Ihr Alter. Die 52-Jährige sagte der New York Times kürzlich, sie würde 2028 gerne jemanden aus der Generation X im Rennen sehen, war aber noch bescheiden genug, nicht sich selbst vorzuschlagen. Whitmer bezeichnet sich selbst als Progressive und setzt sich überzeugend für das Recht auf Abtreibung ein. 2023 sorgte Whitmer für die Abschaffung eines gewerkschaftsfeindlichen Gesetzes in Michigan – und sie plädiert für ein strengeres Waffenrecht. Sie hat mit dafür gesorgt, dass der 2016 von Donald Trump gewonnen Swing State Michigan 2020 wieder demokratisch wählte.

Cons

Vor allem: Auf nationaler Bühne ist Whitmer vielen unbekannt – und das in wenigen Monaten zu ändern, ist schwierig. Und trotz progressiver Allüren steht Whitmer der single-payer-healthcare – also einer Bürgerversicherung für alle – skeptisch gegenüber; damit ist sie Linken suspekt. Kritisch beäugt wird Whitmer auch von der großen arabischen Minderheit in Michigan, die sich angesichts von Bidens Israel-Unterstützung im Gazakrieg von den Demokraten abwenden. Zwar versuchte Whitmer wohl privat auf die arabische Community zuzugehen, sagte öffentlich aber: „Ich unterstütze Israel uneingeschränkt.” Leon Holly

Die Joker

J. B. Pritzker

Der Milliardenerbe und Gouverneur von Illinois wird beim Demokratischen Nominierungsparteitag im August in Chicago Gastgeber sein.

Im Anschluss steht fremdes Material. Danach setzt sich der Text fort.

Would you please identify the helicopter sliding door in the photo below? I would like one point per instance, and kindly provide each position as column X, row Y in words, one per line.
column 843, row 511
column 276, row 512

Sein Name wird immer wieder gehandelt – aber nicht sehr ernsthaft.

Foto: Pete Mariner/imago

Michelle Obama

Die frühere First Lady hat immer wieder erklärt, dass sie nicht zur Verfügung steht. Und dennoch ploppt ihr Name immer wieder auf, je verzweifelter die Demokrat:innen im Kampf gegen Trump werden.

Foto: Michael Reynolds/Pool via CNP/imago

Pete Buttigieg

Mit 42 der Youngster unter den Schattenkandidat:innen. Wollte 2020 Präsidentschaftskandidat werden, wurde dann Verkehrsminister. Schwul, progressiv, eloquent – aber unerfahren.